– traditionally the distinguishing sign of mature as opposed to developing markets was that in mature markets you focussed on economic issues and did not need to worry about political problems. However, this has now changed: major political changes such as the Brexit vote and Donald Trump’s election to the US Presidency have shown that developed markets are as sensitive to political issues as any ‘banana republic’.
– the problem is that there are two things: risk and uncertainty. Financial markets are built on risk and are confident that they can price it and transfer it. But political issues lead to uncertainty, which no-one knows how to price. There’s a sense in which risk runs along set lines (will the FTSE rise or fall?), whereas uncertainty can come out of the ‘left field’. (As the chair Lutfey Siddiqi, put it, it’s like playing squash in the middle of an earthquake…. ‘Problem with political risk is uncertainty in the range of possible outcomes, not just assigning probabilities amongst them.’) In other words, Knightian uncertainty, which in turn can lead to ambiguity aversion. This is often dealt with by Minimax methods, exploring the nodes of a game tree, which produce an ‘either/or’ investment decision that can exaggerate market swings if the market changes.

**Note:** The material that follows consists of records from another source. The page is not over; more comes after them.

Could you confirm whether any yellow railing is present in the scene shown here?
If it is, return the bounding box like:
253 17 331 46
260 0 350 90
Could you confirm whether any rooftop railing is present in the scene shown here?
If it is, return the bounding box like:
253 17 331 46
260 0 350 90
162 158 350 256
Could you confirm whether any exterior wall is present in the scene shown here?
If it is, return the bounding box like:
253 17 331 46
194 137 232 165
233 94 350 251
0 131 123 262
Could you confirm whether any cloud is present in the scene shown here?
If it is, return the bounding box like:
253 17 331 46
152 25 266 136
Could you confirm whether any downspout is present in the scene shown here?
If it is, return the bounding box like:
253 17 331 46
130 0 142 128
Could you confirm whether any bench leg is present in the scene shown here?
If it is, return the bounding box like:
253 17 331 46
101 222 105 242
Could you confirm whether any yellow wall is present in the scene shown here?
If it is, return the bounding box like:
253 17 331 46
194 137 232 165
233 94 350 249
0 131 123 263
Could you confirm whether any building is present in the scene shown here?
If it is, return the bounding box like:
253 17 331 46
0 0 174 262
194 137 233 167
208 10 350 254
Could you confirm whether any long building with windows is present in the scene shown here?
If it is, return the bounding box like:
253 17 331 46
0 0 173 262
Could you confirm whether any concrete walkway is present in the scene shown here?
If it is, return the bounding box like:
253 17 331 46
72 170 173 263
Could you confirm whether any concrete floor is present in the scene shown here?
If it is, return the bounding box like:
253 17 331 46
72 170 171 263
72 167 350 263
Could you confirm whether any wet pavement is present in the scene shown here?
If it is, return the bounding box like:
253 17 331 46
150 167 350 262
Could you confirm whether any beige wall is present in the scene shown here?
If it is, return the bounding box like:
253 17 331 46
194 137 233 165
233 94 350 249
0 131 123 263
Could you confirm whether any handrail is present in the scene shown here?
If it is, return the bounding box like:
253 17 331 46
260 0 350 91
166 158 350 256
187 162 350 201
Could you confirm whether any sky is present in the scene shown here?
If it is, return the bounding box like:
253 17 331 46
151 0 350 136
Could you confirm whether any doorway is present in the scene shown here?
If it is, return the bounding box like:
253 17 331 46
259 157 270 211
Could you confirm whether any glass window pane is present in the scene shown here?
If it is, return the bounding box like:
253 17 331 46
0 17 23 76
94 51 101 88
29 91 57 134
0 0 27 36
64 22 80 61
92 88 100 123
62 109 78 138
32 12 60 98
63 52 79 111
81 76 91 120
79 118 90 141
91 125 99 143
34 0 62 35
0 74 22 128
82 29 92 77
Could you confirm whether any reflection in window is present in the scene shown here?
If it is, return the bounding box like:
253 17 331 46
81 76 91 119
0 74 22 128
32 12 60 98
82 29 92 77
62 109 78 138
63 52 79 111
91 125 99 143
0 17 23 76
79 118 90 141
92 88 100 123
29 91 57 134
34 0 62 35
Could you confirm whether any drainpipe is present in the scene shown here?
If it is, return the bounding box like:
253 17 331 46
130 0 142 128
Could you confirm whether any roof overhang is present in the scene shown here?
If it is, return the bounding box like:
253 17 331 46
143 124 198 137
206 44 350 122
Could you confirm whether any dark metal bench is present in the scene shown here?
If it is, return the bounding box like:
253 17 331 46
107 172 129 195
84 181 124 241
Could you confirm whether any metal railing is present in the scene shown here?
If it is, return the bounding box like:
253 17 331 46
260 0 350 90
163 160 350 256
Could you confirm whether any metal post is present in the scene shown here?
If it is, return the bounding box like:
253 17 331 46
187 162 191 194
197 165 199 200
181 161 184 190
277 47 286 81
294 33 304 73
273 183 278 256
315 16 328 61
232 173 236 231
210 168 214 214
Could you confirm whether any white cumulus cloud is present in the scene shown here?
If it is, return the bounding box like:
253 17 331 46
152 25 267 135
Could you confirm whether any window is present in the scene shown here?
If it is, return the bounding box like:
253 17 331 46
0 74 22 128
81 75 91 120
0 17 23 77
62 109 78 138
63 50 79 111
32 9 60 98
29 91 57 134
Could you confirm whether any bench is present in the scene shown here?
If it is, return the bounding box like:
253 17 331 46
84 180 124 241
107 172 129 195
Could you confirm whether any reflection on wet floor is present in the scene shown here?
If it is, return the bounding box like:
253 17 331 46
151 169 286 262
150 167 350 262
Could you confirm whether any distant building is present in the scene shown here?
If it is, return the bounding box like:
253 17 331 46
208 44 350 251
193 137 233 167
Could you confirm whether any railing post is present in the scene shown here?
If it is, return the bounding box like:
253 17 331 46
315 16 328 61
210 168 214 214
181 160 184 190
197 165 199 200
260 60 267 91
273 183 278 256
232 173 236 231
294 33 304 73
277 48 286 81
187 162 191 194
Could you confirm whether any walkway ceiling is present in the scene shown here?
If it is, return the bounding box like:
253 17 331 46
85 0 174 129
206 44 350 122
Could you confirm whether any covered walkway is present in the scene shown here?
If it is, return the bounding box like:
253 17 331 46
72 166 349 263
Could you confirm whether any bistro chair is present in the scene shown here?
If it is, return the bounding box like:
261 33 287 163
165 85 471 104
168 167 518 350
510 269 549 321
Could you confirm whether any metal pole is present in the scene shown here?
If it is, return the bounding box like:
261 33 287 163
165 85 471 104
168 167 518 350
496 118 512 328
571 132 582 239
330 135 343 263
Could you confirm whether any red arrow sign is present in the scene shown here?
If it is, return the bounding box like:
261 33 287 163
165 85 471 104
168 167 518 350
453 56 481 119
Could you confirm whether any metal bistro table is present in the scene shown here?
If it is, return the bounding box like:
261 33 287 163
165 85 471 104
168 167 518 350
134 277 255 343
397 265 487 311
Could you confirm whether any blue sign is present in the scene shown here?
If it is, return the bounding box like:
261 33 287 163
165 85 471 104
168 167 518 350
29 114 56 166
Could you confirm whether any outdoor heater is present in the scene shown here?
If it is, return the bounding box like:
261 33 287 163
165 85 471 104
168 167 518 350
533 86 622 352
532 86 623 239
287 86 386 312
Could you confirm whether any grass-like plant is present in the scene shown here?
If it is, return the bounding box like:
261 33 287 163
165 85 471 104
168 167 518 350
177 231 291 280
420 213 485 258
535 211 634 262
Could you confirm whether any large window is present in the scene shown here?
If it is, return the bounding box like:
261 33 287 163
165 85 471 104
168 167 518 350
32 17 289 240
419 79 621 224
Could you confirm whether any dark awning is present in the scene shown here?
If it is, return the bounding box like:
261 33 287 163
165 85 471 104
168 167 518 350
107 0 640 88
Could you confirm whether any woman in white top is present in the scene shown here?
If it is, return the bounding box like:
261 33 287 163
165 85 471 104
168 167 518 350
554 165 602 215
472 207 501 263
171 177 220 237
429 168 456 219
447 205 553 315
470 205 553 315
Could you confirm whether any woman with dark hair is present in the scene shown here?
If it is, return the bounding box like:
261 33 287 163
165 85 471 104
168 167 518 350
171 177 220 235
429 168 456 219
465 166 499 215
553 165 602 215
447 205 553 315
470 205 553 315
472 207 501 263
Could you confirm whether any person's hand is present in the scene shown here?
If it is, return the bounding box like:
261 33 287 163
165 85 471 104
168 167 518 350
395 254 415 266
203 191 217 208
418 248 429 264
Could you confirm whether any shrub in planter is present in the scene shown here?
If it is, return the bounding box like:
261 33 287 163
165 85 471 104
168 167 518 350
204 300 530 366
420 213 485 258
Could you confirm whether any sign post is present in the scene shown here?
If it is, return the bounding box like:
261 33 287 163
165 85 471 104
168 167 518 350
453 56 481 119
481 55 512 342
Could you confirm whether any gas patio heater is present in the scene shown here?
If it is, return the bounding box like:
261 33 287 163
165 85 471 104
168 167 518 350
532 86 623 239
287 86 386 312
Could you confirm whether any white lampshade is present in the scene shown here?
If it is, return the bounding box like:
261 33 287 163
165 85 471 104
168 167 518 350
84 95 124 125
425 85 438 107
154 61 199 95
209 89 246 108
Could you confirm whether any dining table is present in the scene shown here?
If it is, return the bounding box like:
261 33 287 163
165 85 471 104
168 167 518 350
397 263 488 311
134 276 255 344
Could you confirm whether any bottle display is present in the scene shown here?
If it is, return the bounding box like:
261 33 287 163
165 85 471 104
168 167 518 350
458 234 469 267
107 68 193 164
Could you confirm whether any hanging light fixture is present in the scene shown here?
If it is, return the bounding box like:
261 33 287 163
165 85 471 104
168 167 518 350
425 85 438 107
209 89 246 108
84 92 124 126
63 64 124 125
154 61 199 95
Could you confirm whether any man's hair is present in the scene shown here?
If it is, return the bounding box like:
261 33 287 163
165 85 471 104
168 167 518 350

– markets are not used to this sort of uncertainty and this may be why VIX is so low despite all the current concerns. (He listed Qatar, Brexit, Syria and N Korea – in that order).Never before has debt been so high, interest rates so low, and the amount of money released by QE so large. No-one knows how to taper QE, or what the effects of winding it down will be. So they ‘wait and see’.
– referring to the complexity of Brexit negotiations, he said that the two year negotiation period under article 50 was designed as a disincentive: anyone contemplating leaving would be put off by the need to get such complex negotiations over in just two years! He forecast that little clarity will emerge until, the eleventh hour.
– one of his major concerns is that the work that has been done to harmonise banking regulations and make the capital markets a safer level playing field may unravel. Incidentally, markets are often unsettled by changes in central bank governors, and Janet Yellen is due to step down at the end of January 2018, with Stanley Fischer due to step down as Deputy in June 2018.